# Hello from Oklahoma



## mdarnold23 (Aug 13, 2021)

Hello all, just found this site and figured I should definitely join and absorb as much knowledge as I can from fellow composers!
I'm 27 and have been writing music since high school and got my degree in it in college. I really love playing music, mostly I'm a drummer/percussionist, but I love to play some guitar and piano, too. I've been recording, editing, and mixing a lot since college, and actually recorded and mixed a few albums for my friends' bands. I've composed some short video scores for some friends Indie projects, but nothing major.
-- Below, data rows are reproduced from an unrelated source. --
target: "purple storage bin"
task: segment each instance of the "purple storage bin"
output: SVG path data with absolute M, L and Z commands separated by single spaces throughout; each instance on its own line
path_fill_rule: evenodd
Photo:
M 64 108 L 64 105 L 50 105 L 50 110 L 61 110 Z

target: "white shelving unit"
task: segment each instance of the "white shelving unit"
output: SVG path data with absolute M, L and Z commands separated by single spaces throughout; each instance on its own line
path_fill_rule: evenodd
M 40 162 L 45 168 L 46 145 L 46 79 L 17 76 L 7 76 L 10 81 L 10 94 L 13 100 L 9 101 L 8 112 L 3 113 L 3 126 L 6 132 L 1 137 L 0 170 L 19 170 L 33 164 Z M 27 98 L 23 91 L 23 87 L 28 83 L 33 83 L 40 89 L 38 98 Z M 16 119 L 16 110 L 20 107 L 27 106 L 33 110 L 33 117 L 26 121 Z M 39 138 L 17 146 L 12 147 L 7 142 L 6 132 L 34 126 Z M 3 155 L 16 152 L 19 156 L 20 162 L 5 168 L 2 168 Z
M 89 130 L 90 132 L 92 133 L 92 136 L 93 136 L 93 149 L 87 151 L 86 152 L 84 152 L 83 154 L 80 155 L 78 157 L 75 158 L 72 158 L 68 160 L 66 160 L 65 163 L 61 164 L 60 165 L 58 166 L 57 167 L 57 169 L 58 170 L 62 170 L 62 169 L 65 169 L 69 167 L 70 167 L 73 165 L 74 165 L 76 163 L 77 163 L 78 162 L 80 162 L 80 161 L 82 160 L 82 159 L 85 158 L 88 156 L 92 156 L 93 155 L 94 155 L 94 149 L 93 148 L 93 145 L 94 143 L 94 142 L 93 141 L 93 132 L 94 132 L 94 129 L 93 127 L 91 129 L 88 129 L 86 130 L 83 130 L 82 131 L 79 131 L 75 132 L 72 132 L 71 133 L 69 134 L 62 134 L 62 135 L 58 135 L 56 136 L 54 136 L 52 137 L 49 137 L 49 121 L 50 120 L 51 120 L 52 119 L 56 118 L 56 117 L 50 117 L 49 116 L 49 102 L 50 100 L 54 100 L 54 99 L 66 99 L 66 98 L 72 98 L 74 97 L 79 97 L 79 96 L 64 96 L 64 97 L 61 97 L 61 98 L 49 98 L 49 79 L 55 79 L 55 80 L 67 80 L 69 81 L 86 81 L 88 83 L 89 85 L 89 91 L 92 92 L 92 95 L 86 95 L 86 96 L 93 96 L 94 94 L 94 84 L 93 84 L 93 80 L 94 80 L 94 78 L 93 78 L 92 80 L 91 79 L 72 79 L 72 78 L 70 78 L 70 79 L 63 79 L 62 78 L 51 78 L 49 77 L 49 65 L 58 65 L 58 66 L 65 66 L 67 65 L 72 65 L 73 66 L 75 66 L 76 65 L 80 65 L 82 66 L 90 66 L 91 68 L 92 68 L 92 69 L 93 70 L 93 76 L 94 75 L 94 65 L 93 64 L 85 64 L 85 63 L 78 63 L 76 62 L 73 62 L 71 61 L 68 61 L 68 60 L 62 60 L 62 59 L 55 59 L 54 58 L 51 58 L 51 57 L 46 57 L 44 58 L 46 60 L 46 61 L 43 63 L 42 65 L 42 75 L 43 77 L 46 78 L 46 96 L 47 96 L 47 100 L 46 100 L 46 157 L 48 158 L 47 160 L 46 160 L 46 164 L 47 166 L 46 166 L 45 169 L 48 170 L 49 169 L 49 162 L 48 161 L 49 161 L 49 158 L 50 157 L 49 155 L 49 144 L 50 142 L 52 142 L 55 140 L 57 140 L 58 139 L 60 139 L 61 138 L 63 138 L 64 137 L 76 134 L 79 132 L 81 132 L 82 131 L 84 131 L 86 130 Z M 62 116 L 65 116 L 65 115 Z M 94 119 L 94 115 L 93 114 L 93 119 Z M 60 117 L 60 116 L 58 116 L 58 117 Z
Would love to get a gig with a video game developer! Everyone says my music reminds them of video game music, which makes since because I love a lot of video game music!


----------



## Double Helix (Aug 13, 2021)

Welcome to the forum, @mdarnold23. You will find kindred souls here.
What was your degree in: Lab band? Performance major? Music education?
Have fun!


----------



## mdarnold23 (Aug 13, 2021)

Double Helix said:


> Welcome to the forum, @mdarnold23. You will find kindred souls here.
> What was your degree in: Lab band? Performance major? Music education?
> Have fun!


Bachelors of Music in Composition! We also had to have 4 years on a major instrument, mine was percussion


----------



## hoxclab (Aug 14, 2021)

Hey there! Right up the road in MO. What part of Oklahoma do you reside? Enjoy the forum and welcome!


----------



## doctoremmet (Aug 14, 2021)

Hi! Cool you joined our forum, looking forward to meeting you here!


----------



## CatOrchestra (Aug 15, 2021)

Welcome from Sweden


----------



## BassClef (Aug 15, 2021)

Hello from way down in San Antone... Welcome to the forum!


----------